5/20

Silence is a kind of violence, silence is a kind of wildness. How it felt: extraordinary, primal, strange. Out of curiosity I asked how she felt about you: enthralled. Which I can understand. There's something in the way you listen that's addictive to all of us who love to talk. I know that I'm supposed to push / knock / ask tentatively / put you at ease / pitch you on how lovable, sweet, sharp I am, but one does get sick of pushing.
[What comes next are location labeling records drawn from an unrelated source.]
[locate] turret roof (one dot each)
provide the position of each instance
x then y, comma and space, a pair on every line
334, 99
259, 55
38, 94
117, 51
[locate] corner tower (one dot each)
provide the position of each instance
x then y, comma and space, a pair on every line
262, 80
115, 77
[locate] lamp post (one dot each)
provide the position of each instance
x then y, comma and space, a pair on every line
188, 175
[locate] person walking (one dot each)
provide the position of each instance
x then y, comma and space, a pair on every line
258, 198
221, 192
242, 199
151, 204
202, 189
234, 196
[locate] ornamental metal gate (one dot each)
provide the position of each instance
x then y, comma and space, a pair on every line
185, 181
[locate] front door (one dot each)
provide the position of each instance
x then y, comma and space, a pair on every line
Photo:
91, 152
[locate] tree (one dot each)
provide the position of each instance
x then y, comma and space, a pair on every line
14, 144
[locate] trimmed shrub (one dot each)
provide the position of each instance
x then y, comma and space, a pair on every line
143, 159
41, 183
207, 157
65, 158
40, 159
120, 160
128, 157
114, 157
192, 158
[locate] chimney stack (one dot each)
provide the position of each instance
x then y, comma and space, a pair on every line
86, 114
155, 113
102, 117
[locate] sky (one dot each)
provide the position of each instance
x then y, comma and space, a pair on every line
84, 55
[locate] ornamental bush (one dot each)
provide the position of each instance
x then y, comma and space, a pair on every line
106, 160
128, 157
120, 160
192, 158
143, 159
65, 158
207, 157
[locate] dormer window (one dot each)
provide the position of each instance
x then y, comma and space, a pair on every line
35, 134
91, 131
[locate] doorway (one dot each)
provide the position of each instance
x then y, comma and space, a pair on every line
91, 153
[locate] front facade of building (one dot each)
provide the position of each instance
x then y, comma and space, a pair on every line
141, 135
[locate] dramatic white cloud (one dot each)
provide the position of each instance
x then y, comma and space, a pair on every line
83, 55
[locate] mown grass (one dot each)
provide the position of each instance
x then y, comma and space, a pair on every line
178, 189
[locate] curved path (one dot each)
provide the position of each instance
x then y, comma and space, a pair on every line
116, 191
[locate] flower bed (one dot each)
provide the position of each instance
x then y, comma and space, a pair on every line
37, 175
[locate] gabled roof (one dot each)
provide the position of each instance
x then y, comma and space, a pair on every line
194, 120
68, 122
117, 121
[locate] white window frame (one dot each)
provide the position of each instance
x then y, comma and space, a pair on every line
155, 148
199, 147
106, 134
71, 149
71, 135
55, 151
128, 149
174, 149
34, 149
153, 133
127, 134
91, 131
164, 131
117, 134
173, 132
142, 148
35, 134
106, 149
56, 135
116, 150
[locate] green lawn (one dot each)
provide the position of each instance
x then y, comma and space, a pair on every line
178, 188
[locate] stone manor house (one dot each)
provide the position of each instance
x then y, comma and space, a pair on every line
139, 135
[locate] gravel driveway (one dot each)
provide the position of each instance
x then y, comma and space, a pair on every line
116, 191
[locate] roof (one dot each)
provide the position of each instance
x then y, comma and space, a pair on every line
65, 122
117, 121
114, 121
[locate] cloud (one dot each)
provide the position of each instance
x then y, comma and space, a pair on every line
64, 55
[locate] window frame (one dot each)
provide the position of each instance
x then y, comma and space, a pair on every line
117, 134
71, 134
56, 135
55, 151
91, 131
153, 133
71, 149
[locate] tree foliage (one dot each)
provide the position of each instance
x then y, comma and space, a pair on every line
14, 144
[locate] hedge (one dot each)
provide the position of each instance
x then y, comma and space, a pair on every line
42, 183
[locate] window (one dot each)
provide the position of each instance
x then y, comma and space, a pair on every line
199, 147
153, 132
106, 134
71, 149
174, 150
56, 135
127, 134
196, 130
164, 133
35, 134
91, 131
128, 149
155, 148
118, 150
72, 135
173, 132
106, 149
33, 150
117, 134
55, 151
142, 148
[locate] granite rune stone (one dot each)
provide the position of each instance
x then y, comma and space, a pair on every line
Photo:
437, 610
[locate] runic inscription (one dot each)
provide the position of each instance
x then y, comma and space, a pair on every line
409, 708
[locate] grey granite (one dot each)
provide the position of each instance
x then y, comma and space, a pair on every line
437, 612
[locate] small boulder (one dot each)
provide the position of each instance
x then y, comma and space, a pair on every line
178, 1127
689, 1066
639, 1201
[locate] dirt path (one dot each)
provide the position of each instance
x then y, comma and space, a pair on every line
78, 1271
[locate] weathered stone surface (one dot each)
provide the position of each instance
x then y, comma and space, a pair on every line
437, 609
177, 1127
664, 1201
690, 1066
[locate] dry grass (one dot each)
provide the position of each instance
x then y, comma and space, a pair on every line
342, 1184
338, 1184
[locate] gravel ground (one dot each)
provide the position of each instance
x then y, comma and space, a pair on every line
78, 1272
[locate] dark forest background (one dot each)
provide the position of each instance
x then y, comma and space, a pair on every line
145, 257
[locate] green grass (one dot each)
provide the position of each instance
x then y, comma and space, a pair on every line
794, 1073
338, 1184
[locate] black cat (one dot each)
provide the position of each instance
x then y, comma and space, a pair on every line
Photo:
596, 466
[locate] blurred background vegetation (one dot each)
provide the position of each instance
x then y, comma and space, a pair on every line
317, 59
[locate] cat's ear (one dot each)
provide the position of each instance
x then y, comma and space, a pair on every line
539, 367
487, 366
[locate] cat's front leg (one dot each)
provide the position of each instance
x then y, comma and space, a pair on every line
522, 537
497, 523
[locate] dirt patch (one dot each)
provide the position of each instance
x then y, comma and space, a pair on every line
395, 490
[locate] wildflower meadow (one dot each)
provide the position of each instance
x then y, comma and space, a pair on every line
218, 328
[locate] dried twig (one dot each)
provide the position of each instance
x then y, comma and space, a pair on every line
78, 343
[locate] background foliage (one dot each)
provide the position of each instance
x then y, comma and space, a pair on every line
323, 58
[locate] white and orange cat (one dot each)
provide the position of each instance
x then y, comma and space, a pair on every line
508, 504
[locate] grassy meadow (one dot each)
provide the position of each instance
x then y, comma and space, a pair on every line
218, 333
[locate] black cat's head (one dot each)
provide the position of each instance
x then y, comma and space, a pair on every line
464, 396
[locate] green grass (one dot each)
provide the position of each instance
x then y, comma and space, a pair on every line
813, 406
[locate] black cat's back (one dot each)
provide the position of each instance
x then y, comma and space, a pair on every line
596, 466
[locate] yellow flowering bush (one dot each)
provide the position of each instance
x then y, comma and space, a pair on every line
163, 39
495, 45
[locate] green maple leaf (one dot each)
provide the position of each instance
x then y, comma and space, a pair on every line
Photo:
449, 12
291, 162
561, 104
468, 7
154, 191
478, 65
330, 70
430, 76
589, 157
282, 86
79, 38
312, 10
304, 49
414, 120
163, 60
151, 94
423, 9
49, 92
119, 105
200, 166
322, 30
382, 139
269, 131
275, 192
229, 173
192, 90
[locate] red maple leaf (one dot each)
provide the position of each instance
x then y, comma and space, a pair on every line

A woman should be able to throw a punch, scale a wall, recite The Love Song of J. Alfred Prufrock, send an email for every occasion, dress up, dress down in the Allbirds-and-Uniqlo-tech-death uniform, give a speech, have a manic episode, have a depressive episode, flirt with psychosis, kiss a boy, kiss a girl, set parameter values for a neural net, break up with a boyfriend five times in three weeks, sketch a nude figure model in perfect anatomical detail, dutch braid her hair one-handed and apply sunscreen with the other without breaking a sweat. A woman should value the life of the mind while remembering that reading Hannah Arendt doesn't excuse her from her duties as a good animal or a good capitalist. When all duties are done a woman might prefer a warm and complete silence, a silence like a scalding bathtub lined with Aesop candles, a silence like wet moss and ash trailing from the sky. There's something deeply reckless about talking even though we all do it without thought. Talk even for a moment and someone will become convinced you love them madly. Talk and you will be accused of being, in turn, inappropriate, bland, hilarious, clever, trite, dumb--ever open, open, open for interpretation. I think about quiet, how it haunts the den of my dreams like a fox cub. Promised and never consummated, an envelope received but never opened.